In the last post, we explored an approach for which the movie features are only used to build an affinity matrix. In other words, we converted the dataset with all its features into a single matrix that consists of pairwise similarities of items. This sounds a little like an SVM problem, where the gram matrix consists of dot products of item pairs calculated with an arbitrary kernel function.
The advantage of such an approach is that we do not have to care for sparse features, as long as we can define a useful similarity function to measure if two movies are related or not. However, the drawback of such a method is that we now have a very big matrix NxN, where N is the number of movies; in our case, N can range from 50K to 500K. Thus, even if the matrix is very sparse, the computational complexity is not really tractable for real-life problems.

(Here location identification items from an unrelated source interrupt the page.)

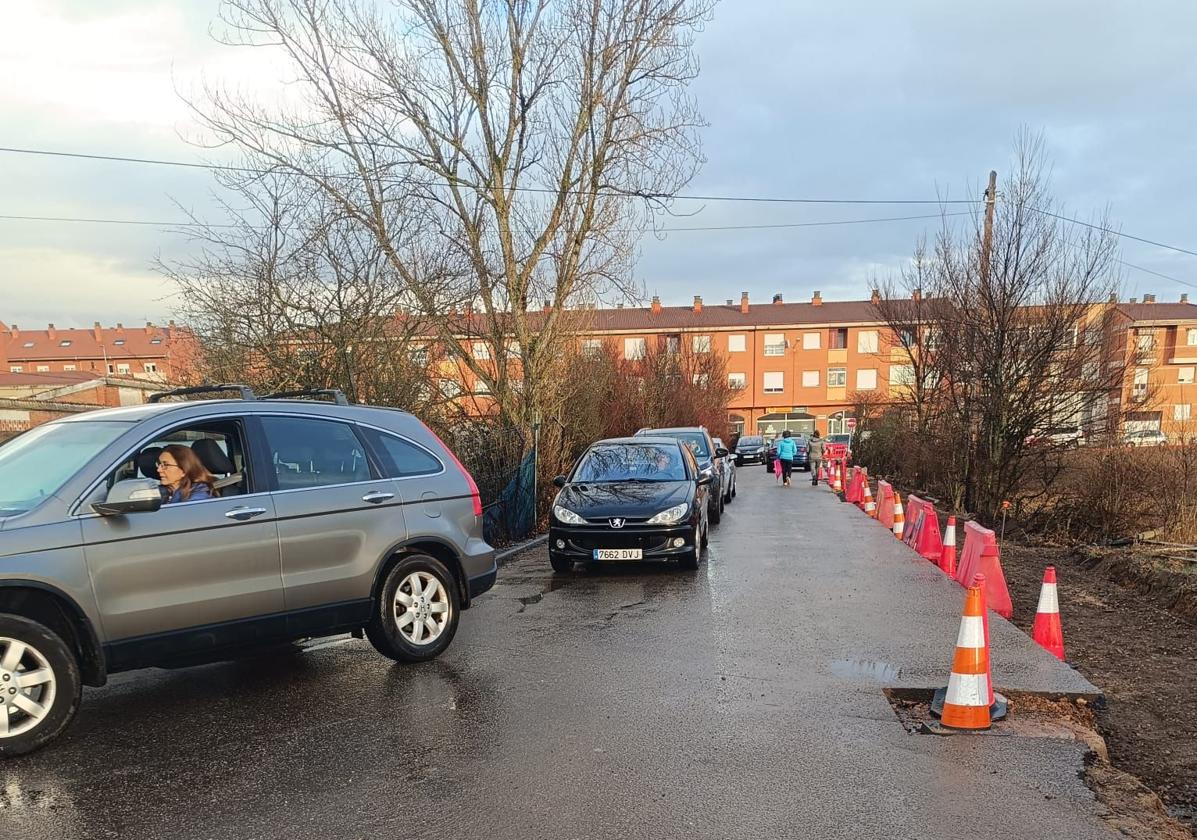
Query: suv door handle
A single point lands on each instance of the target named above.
(243, 513)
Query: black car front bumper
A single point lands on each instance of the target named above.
(577, 543)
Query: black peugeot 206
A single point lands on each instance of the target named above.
(630, 499)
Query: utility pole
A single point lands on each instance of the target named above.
(986, 243)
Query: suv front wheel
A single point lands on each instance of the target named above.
(415, 615)
(40, 685)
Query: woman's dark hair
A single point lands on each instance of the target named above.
(194, 472)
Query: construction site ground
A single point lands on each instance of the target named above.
(1129, 625)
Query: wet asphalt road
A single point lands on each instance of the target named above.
(739, 701)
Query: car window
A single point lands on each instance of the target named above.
(309, 452)
(631, 462)
(36, 464)
(402, 458)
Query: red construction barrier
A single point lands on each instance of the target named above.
(886, 505)
(923, 529)
(982, 557)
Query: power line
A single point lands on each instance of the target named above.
(1110, 230)
(249, 170)
(661, 230)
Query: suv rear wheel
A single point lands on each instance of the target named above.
(40, 685)
(417, 612)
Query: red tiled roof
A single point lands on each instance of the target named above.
(137, 342)
(723, 316)
(1161, 311)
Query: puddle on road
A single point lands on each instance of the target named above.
(881, 671)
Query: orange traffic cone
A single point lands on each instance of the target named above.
(1047, 630)
(966, 699)
(948, 555)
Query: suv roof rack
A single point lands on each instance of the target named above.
(336, 395)
(244, 391)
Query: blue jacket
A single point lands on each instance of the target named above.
(198, 493)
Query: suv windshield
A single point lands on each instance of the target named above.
(631, 462)
(37, 463)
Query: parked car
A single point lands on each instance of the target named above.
(801, 460)
(729, 473)
(1146, 437)
(631, 499)
(749, 449)
(327, 518)
(706, 454)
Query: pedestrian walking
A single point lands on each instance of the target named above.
(787, 448)
(815, 449)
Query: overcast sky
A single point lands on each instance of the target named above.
(806, 99)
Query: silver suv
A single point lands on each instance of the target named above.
(324, 518)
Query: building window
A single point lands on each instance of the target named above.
(1138, 391)
(901, 375)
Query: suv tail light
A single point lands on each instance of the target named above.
(474, 494)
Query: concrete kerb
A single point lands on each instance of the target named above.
(500, 558)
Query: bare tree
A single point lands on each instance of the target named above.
(1022, 340)
(502, 154)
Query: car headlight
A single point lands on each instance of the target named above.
(567, 516)
(672, 516)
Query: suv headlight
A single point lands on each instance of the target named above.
(567, 516)
(672, 516)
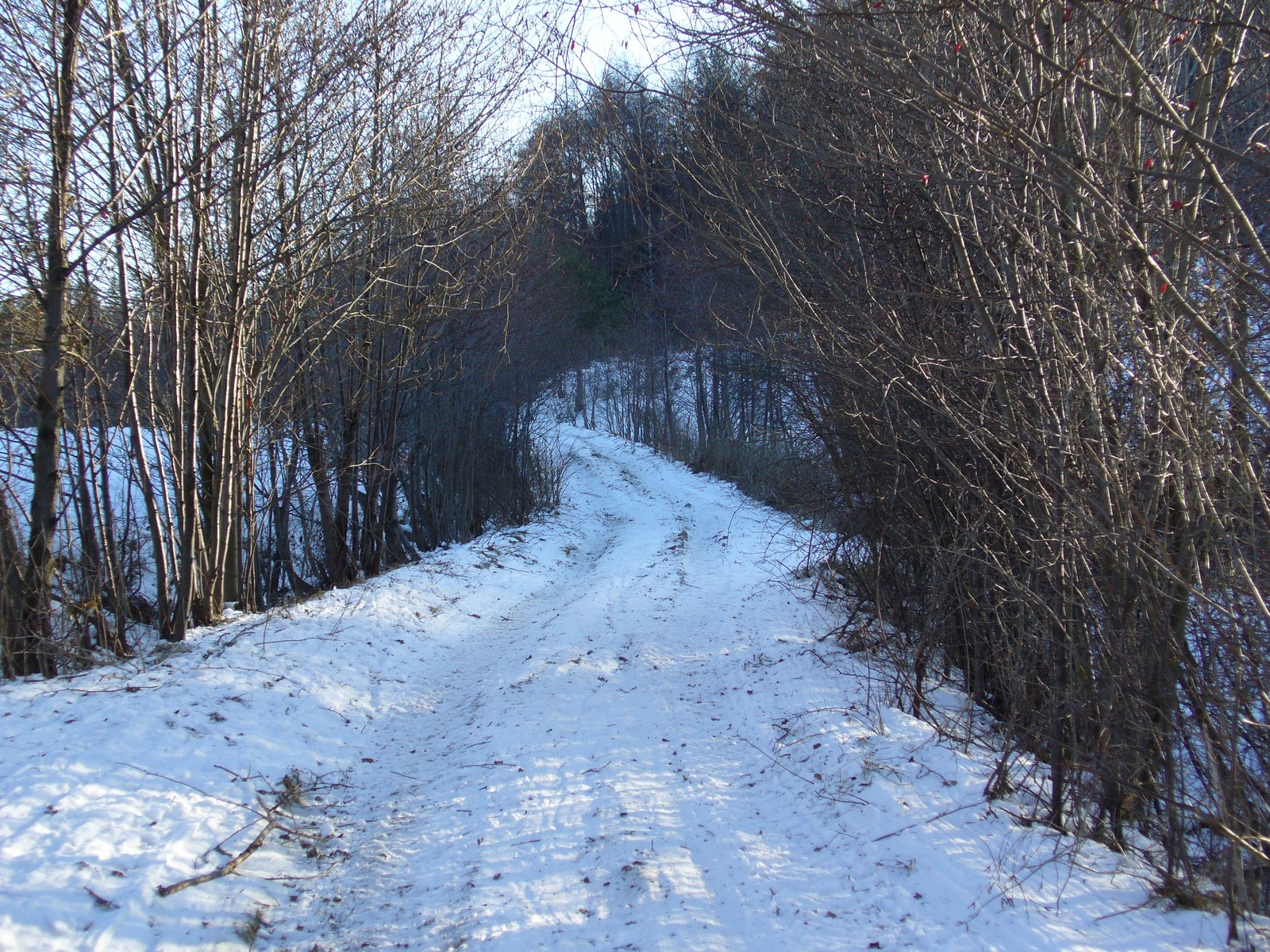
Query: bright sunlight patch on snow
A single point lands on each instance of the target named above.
(618, 727)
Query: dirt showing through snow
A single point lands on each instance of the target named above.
(620, 727)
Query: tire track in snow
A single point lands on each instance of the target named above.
(577, 778)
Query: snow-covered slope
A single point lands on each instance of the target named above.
(614, 729)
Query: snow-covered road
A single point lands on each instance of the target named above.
(619, 727)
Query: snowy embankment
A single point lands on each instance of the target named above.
(613, 729)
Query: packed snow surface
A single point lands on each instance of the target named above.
(619, 727)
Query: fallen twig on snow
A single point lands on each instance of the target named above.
(272, 824)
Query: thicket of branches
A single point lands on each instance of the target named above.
(1015, 255)
(258, 259)
(1003, 270)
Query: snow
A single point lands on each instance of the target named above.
(619, 727)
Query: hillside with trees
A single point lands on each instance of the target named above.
(978, 291)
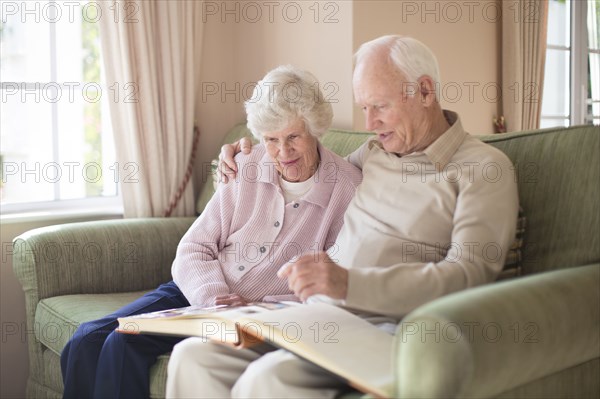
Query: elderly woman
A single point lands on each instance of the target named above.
(289, 199)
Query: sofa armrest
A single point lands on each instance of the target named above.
(484, 341)
(97, 257)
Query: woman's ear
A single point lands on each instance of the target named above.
(427, 88)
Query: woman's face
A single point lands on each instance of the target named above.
(294, 151)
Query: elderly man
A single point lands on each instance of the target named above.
(435, 214)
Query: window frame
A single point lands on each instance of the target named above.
(112, 204)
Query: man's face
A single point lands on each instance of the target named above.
(393, 108)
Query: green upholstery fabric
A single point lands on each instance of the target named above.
(78, 272)
(559, 175)
(61, 315)
(487, 340)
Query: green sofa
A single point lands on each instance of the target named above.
(536, 335)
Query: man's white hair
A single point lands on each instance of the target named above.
(411, 58)
(285, 95)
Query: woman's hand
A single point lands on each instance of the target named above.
(227, 169)
(230, 300)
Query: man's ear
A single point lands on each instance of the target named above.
(427, 88)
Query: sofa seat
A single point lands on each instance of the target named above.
(61, 315)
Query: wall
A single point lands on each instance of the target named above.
(464, 36)
(243, 40)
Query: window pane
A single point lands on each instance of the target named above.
(559, 26)
(55, 120)
(594, 86)
(546, 122)
(26, 130)
(556, 84)
(593, 21)
(25, 54)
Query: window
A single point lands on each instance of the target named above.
(572, 73)
(56, 138)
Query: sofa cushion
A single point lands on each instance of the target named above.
(57, 318)
(558, 171)
(512, 264)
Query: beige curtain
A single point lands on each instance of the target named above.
(524, 31)
(149, 49)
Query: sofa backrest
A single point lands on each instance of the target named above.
(558, 175)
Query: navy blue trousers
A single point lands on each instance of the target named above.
(101, 363)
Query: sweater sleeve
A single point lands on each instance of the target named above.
(196, 269)
(483, 229)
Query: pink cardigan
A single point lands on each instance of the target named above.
(247, 232)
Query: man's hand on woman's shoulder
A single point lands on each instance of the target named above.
(227, 168)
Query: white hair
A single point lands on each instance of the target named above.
(411, 58)
(285, 95)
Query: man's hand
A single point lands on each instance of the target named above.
(316, 274)
(227, 168)
(230, 300)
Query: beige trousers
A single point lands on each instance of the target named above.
(199, 369)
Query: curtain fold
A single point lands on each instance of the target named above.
(524, 33)
(149, 50)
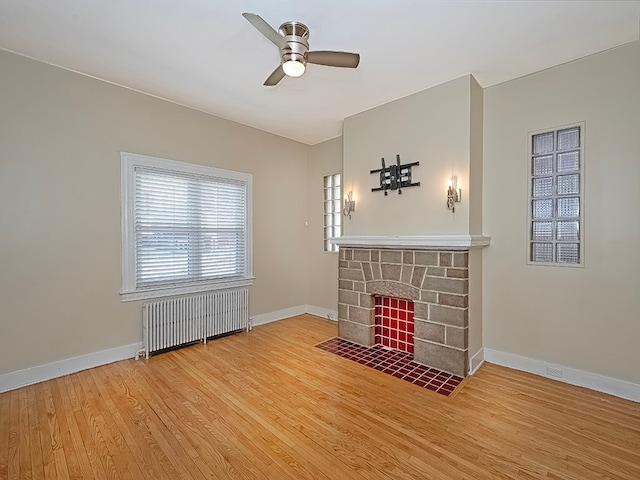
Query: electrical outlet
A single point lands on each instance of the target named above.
(554, 372)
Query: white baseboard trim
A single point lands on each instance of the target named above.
(40, 373)
(292, 312)
(48, 371)
(594, 381)
(322, 312)
(476, 361)
(278, 315)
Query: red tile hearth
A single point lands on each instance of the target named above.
(398, 364)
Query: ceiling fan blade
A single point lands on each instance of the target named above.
(334, 59)
(264, 28)
(275, 77)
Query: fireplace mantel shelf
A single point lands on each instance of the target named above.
(420, 242)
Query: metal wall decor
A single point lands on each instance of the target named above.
(395, 177)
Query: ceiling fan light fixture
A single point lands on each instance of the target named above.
(293, 68)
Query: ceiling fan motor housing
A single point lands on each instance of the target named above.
(295, 35)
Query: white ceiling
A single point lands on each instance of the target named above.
(205, 55)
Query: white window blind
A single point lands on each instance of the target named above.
(187, 227)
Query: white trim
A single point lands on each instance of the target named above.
(476, 361)
(594, 381)
(172, 291)
(456, 242)
(292, 312)
(322, 312)
(278, 315)
(128, 164)
(48, 371)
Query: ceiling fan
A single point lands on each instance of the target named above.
(291, 39)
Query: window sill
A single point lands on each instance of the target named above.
(149, 293)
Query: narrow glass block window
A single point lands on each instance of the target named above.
(556, 197)
(332, 210)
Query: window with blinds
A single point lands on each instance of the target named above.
(332, 210)
(186, 227)
(556, 197)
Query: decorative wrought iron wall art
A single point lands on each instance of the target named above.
(395, 177)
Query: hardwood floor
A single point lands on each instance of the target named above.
(268, 405)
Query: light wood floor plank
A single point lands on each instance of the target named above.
(269, 405)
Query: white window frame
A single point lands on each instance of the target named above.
(333, 248)
(581, 195)
(129, 163)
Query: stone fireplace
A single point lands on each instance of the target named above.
(435, 278)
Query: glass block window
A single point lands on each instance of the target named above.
(332, 210)
(556, 196)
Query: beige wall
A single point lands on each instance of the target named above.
(61, 135)
(322, 267)
(585, 318)
(431, 127)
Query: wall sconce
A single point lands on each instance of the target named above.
(453, 194)
(349, 205)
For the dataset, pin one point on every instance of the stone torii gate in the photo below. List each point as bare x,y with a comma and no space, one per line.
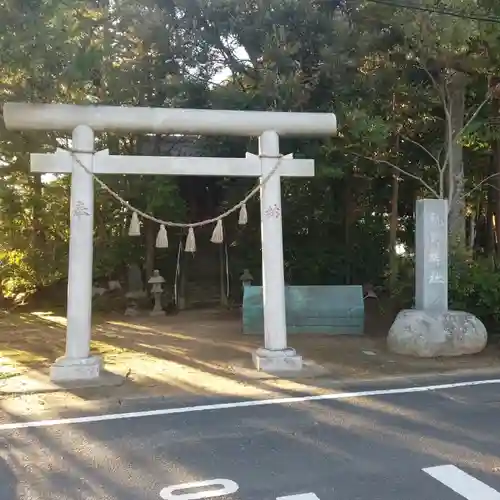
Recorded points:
84,120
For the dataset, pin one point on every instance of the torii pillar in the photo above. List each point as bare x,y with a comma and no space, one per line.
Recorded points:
84,121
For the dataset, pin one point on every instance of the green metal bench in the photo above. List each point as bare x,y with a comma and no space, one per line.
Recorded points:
328,310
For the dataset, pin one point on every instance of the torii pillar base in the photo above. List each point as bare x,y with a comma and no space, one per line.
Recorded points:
284,360
67,369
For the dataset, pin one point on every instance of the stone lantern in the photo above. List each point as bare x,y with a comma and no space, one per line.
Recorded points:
246,278
156,281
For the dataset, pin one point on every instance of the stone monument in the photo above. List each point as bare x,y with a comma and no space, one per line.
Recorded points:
431,330
156,281
135,290
246,279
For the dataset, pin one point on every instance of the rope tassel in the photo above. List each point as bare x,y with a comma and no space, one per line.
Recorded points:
218,234
190,241
243,218
162,237
135,225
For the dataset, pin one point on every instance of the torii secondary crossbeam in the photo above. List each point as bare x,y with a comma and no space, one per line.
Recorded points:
83,121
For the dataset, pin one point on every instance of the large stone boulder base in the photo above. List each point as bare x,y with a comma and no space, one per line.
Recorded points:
428,334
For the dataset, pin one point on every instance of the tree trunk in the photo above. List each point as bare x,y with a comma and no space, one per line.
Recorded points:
456,87
38,235
393,234
495,170
149,264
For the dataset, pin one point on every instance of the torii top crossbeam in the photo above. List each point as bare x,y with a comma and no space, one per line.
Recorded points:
66,117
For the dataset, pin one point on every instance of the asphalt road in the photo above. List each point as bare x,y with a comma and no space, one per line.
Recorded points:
439,445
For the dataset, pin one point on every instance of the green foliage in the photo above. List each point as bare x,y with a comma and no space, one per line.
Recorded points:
474,286
370,63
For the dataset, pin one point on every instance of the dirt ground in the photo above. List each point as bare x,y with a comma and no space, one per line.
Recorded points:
204,353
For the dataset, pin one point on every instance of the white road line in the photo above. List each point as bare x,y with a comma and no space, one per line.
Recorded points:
243,404
226,487
462,483
302,496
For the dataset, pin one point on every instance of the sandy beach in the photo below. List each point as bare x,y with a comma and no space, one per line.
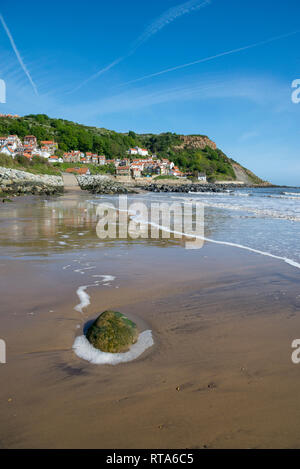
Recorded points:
219,375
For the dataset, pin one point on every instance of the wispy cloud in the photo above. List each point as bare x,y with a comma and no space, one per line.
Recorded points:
165,19
168,17
20,60
259,91
212,57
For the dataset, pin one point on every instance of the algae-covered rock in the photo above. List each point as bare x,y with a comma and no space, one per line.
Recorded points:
112,332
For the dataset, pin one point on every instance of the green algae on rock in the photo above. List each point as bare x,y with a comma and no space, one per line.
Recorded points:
112,332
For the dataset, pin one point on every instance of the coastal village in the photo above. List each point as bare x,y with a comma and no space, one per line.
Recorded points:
136,163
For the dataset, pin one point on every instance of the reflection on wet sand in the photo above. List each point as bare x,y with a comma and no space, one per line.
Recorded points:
219,374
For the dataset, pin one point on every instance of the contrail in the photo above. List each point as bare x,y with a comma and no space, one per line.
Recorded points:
166,18
18,55
207,59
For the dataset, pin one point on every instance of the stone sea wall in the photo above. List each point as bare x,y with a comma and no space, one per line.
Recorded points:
187,187
102,185
13,181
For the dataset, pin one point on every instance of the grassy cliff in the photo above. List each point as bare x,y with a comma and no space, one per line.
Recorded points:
190,153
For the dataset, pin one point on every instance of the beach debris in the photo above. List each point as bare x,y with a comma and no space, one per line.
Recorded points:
112,332
212,385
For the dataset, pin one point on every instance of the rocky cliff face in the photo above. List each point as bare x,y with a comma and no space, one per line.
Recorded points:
195,142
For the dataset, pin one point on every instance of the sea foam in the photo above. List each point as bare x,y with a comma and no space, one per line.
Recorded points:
83,349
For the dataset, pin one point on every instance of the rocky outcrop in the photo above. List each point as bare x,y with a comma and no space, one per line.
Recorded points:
13,181
102,185
112,332
195,142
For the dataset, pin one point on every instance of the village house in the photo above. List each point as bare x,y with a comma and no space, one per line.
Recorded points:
102,160
6,150
123,171
72,157
49,146
55,159
138,151
202,177
31,141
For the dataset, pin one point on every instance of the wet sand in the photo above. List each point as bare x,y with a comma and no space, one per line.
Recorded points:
220,373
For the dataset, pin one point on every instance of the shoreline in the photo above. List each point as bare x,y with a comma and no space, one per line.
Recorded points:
219,375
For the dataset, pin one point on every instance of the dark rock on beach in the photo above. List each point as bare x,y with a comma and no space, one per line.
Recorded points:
188,187
112,332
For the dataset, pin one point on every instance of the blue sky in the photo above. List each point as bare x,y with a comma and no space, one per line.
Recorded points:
97,63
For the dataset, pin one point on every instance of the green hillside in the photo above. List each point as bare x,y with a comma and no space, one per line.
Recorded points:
191,156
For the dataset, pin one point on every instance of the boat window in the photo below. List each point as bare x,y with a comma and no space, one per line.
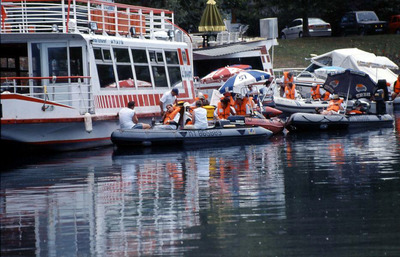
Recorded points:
184,57
121,55
14,63
160,78
139,56
156,57
171,57
107,54
106,75
97,54
58,62
105,68
75,61
143,76
174,76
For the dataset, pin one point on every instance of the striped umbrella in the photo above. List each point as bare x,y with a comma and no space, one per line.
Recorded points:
243,79
211,19
224,73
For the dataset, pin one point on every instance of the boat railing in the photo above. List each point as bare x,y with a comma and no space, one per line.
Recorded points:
278,72
87,16
73,91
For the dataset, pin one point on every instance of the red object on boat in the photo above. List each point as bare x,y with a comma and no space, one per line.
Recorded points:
224,73
275,125
269,112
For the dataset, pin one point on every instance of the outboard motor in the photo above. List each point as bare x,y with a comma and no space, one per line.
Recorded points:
380,101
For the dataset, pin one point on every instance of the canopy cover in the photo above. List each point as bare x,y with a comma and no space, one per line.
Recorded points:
377,67
350,84
236,83
211,19
224,73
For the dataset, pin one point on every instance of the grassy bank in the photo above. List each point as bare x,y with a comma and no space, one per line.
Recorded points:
292,53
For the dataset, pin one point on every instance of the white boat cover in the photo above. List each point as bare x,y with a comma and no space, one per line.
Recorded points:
377,67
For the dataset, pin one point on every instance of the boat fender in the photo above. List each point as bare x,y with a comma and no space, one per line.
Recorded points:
88,122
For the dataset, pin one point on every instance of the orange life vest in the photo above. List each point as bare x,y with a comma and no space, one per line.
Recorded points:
396,86
315,93
334,105
223,113
290,93
355,112
169,116
286,79
326,96
241,109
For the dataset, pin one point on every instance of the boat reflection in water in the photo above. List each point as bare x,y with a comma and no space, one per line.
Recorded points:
296,195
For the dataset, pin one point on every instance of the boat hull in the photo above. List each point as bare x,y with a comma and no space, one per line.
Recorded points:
138,137
301,105
310,121
59,136
275,125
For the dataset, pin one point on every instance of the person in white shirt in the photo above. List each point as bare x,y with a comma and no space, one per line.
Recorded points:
168,97
199,117
128,119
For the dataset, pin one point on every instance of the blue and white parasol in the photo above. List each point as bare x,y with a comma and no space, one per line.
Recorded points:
242,79
325,70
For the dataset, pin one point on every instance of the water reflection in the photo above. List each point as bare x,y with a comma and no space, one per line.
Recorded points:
297,195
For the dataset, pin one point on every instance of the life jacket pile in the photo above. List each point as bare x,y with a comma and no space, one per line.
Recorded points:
223,113
316,94
334,105
396,87
169,116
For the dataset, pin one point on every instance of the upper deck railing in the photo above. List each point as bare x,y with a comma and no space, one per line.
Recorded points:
85,16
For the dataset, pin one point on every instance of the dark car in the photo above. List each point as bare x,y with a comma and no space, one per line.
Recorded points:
362,23
394,24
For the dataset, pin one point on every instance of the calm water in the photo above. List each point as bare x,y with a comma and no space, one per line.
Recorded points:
314,194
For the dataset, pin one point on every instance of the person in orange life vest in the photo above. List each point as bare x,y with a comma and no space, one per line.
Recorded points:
170,119
172,115
396,88
128,118
356,108
199,117
315,92
201,97
326,96
242,106
223,110
335,105
228,95
285,80
290,91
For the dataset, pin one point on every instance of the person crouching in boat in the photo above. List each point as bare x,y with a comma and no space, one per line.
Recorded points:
315,91
128,119
224,109
396,88
290,91
199,117
242,106
357,108
169,97
170,118
335,106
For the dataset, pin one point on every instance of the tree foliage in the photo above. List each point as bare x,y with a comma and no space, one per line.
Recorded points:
187,13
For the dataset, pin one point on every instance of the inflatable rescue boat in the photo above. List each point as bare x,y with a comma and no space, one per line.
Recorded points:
313,121
227,132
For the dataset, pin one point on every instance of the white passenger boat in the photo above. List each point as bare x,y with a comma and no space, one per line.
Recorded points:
67,67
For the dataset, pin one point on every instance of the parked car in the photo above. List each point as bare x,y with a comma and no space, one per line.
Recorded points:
316,27
362,23
394,24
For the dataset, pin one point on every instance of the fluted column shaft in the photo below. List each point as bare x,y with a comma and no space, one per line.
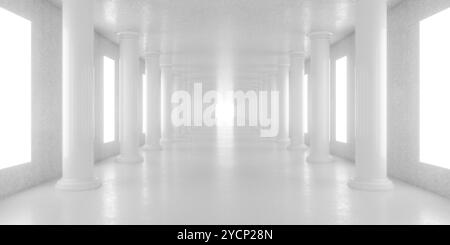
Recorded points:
129,78
320,98
78,96
371,110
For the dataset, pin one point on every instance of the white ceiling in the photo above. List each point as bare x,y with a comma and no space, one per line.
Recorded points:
214,37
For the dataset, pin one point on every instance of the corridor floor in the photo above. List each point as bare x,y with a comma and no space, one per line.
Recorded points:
230,185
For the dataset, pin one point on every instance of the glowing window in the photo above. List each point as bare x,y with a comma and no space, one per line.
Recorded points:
144,103
15,89
109,100
341,100
435,89
305,103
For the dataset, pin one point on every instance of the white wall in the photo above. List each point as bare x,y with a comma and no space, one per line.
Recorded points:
403,97
46,97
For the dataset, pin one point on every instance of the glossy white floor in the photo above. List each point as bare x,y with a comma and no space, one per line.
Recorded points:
241,185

But, the idea to express movies only as relations and interactions with other movies, and not as feature vectors, is very promising. For instance, the total number of actors in a movie database is very likely larger than 100K, but at the same time it is ultra sparse for a single movie. This would be a problem if we would use 1-hot encoding or a binary encoding of actors, but not if we just consider pairwise similarities of movies.
Besides the problem that such an approach is transductive, and thus limited, since we cannot classify new movies, we have to turn our ideas into an algorithm that does scale with the number of movies in the data set and is able to convert the pairwise constraints into a useful embedding. We have a couple of ideas we currently analyze, but we need more time for evaluation.